En m’approchant du temple, j'aperçus Apollon. Lui-même s’approcha de moi et, en laissant sa lyre, me reçut devant la porte. Dans un coin du pronaos se trouvaient l'arc et les flèches. Quelle beauté! Musique et poésie rayonnaient de tout son corps. Tout deux, lui et moi, nous nous assîmes sur le parvis du temple, Apollon m'instruit sur la chasse, la médecine, la musique et la poésie. Il me parla de Zeus, son père, et d’Artémis, sa sœur jumelle et vierge, et enivrés du fantôme de la fiction, nous entreprenions un long voyage par toute l’Hellade. Nous retrouvions Athéna et Homère et Orphée avec sa cithare. Nous descendions au fond des Hadès et, à Sparte, je suis tombé profondément amoureux de la belle Hélène. Par moments, je me sentais Paris et le désir de l’enlever m’envahissait l'esprit. À Troie, déguisé en Achille, je tuais Hector. Finalement, j’entrais dans la ville dans le cheval.
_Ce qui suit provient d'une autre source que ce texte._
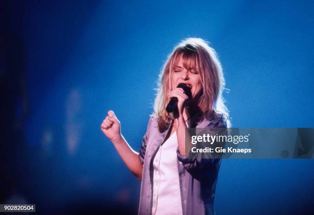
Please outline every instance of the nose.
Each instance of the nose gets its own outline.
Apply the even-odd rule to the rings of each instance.
[[[189,72],[187,70],[183,71],[181,73],[181,79],[182,79],[184,80],[189,80],[188,73]]]

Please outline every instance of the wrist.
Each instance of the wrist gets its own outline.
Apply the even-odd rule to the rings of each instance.
[[[121,134],[117,135],[111,140],[113,144],[119,144],[121,143],[123,140],[123,137]]]

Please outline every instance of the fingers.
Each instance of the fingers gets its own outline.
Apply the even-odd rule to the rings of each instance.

Revenus du voyage, Apollon me prit par la main, et, en m’aidant à me lever, nous entrâmes à l'intérieur du temple. C'est là qu’entourés d’une claire pénombre, j'ai pu voir un groupe de Sibylles extasiées. Au sous-sol, dans une ombre obscure, une femme, juste au dessus de la cinquantaine, bien proportionnée, mince et puissante à la fois, réjouit mes yeux. C’était Pythie, Pythonisse la devineresse. A ses pieds se trouvait étendu, mort, le serpent python. Apollon, sans rien me dire, s’approcha d’elle et lui demanda de prédire mon destin. Devant l’autel, elle commença à mâcher des feuilles de laurier et des quelques fissures dans le sol émanèrent des vapeurs sulfureuses. Quelques minutes plus tard, son corps commença à trembler avec des mouvements convulsifs, tandis qu’elle balbutiait des mots incompréhensibles à mes oreilles. Ces mouvements se poursuivirent jusqu'au moment où, après s’être agitée frénétiquement de la tête aux pieds, elle commença doucement à contrôler son corps.

Quelques moments passèrent, les yeux retournés, le visage enflammé, elle s’approcha de moi et, d'une voix presque silencieuse, me prédit le destin.